İşe alım süreçlerinde karşılaşabileceğiniz bazı noktaları bir çok yerden kurumsal bir dille yazılmış şeylere alternatif olarak kişisel görüşlerimi siz sevgili yeni mezunlara/işsiz ama işli olmaya azim etmişlere adamak istedim. Evet başlayalım..

işe alım süreçlerinde en önemli ilk silahımız nedir? tabi ki Cv.

zilyon tane makalelerde "Etkili Cv hazırlama yöntemleri" vb. şeyler okumuşsunuzdur. Şimdi o bütün zırvalıkları boşverin. Cv'nin en önemli argüman olmasının sebebi ortalama 1 dakika içerisinde o ortak çalışan ik'cı beyinlerde merak uyandırmak zorundasınız.

Burada, resminizin çekilme şekline, kravatlı mı olsun? gülümseyeyim mi? gibi akıl girdaplarına kapılmayın. Normalde hiç bir ülkede Cv'de resim aranmaz, ama bizim Türkiye'mizde bu tam tersi, resimsiz Cv'ye bakılmaz.

O nedenle kızların şansı biz erkeklere göre daha yüksektir. Güzel hatun, her zaman beyindeki loplara daha güçlü mesajlar gönderir.

Biz erkekler nasıl resim koymalıyız? tabi ki rahat adam duruşu ile bunu yapabilirsiniz. Peki, nedir bu rahatlık? efendim, vesikalık resim yerine daha uzaktan ama yalnızca sizin olduğunuz bir resim olabilir. Kravatlı resim koymayın. Neden? çünkü erkek resimlerinin tamamı kravatlıdır. Farklı olun. Zaten artık neredeyse bütün kurumsal şirketler takım elbiseden rahat giyim tarzına çoktan geçtiler bile. (bkz: casual)

Cv'nin içeriğine gelelim. klasik cümlelerle şurda şu pozisyonda çalıştım yerine, küçük bir hikaye anlatın. Çalıştığınız şirkette o pozisyonda neler yaptınız? sizden önce durum neydi sizden sonra ne oldu?

Örneğin; satış sorumlusu olduğunuz pozisyonda size düşen bölgedeki satışlar neydi? ne oldu? siz bunu hangi yöntemleri kullanarak yaptınız. En önemlisi rakam kullanın. Sizden kaynaklı "katma değer" nedir onu paylaşın.
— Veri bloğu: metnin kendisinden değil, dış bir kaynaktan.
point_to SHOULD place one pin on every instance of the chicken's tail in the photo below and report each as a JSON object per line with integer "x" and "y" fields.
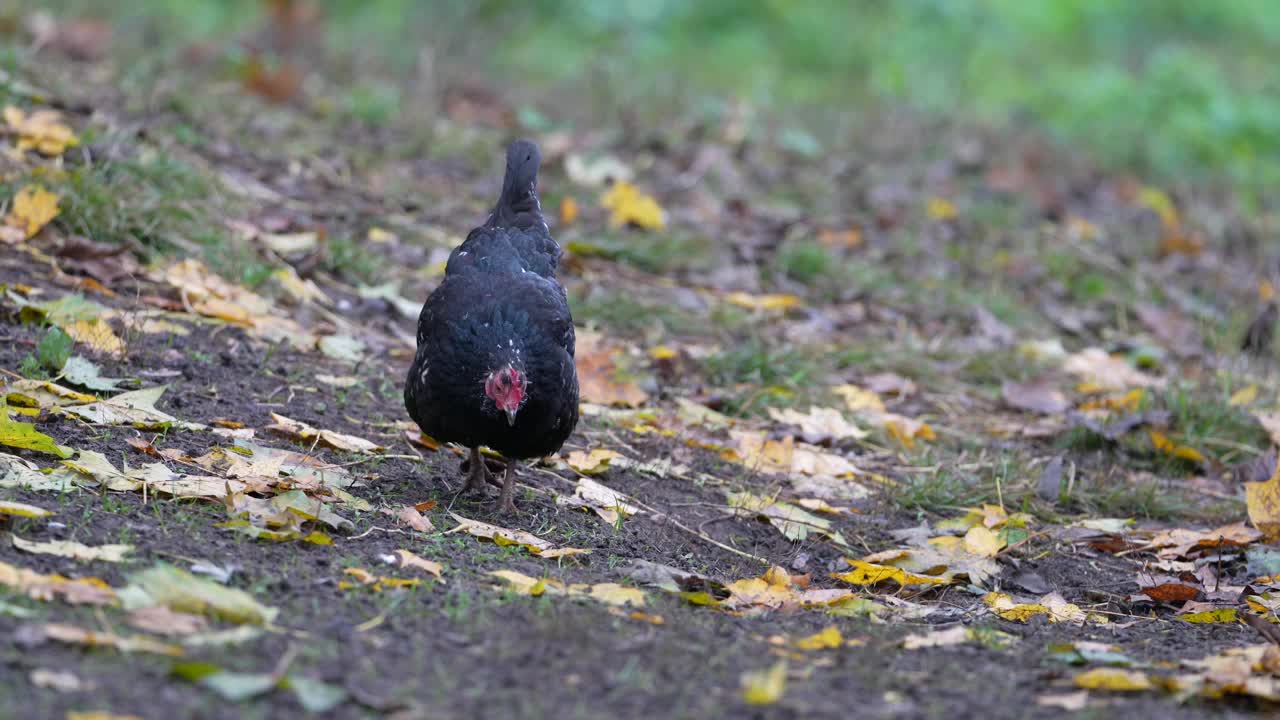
{"x": 517, "y": 205}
Cv'de önceki çalıştığınız yerleri istediğiniz sıralama ile koyun. Tarih filan sırası önemli değildir. Önemli olan sizin en etkili olduğunuz işle başlayın.

Hobilerinizi filan yazmayın. Kimsenin okuduğu ettiği yok. Bunun yerine ekstra donanımlarınızı yazabildiğiniz kadar yazın. Yani çalıştığınız şirkette seminer dahi aldıysanız onu ekleyin. Dil eğitimi, satış eğitimi, pozisyonunuzla ilgili özel kurumlardan aldığınız ekstra eğitimleri neden aldığınızı nasıl bir katkı sağladığını yazın.
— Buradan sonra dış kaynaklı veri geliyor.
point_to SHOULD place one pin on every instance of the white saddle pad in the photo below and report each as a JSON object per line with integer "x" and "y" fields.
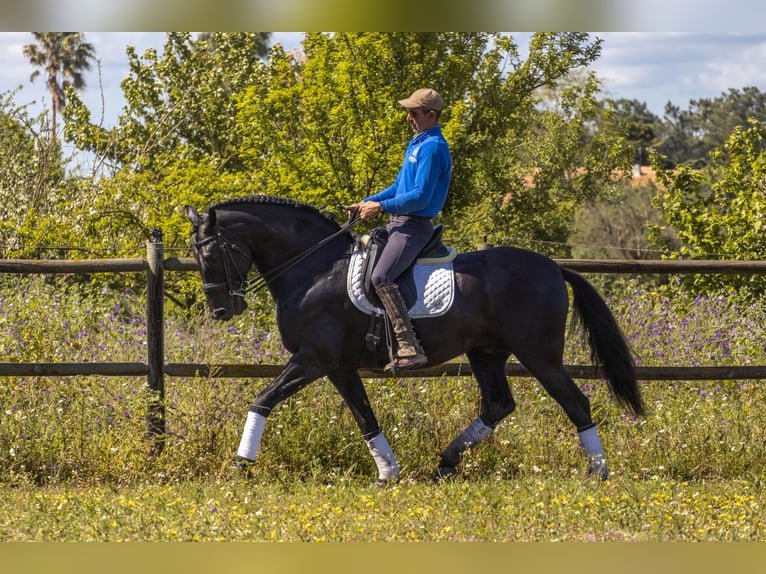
{"x": 435, "y": 284}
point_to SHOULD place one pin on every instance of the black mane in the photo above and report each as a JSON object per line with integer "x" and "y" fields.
{"x": 272, "y": 200}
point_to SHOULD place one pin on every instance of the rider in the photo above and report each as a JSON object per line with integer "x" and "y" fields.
{"x": 416, "y": 196}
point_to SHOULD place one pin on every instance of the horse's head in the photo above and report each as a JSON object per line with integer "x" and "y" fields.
{"x": 223, "y": 265}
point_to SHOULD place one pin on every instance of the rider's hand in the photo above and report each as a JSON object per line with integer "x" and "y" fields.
{"x": 368, "y": 209}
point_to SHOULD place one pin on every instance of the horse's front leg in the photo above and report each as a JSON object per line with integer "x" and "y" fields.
{"x": 299, "y": 372}
{"x": 351, "y": 388}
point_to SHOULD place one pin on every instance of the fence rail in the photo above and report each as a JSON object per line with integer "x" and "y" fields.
{"x": 155, "y": 368}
Cv'den sonraki süreç Mülakat...



Şimdi, şirketin kurumsallık derecesine göre mülakat süreçleri değişkenlik gösterebiliyor. Ultra kafayı sıyırmış ik departmanı kişilik testinden hızlı anlama testlerine kadar sizi sokabiliyor. Kişilik kısaca "d.i.s.c" (bkz: d.i.s.c. kişilik envanteri) dedikleri test sizin aslında düz mantıkla yalancı mı? dürüst mü? olduğunuzu araştırır.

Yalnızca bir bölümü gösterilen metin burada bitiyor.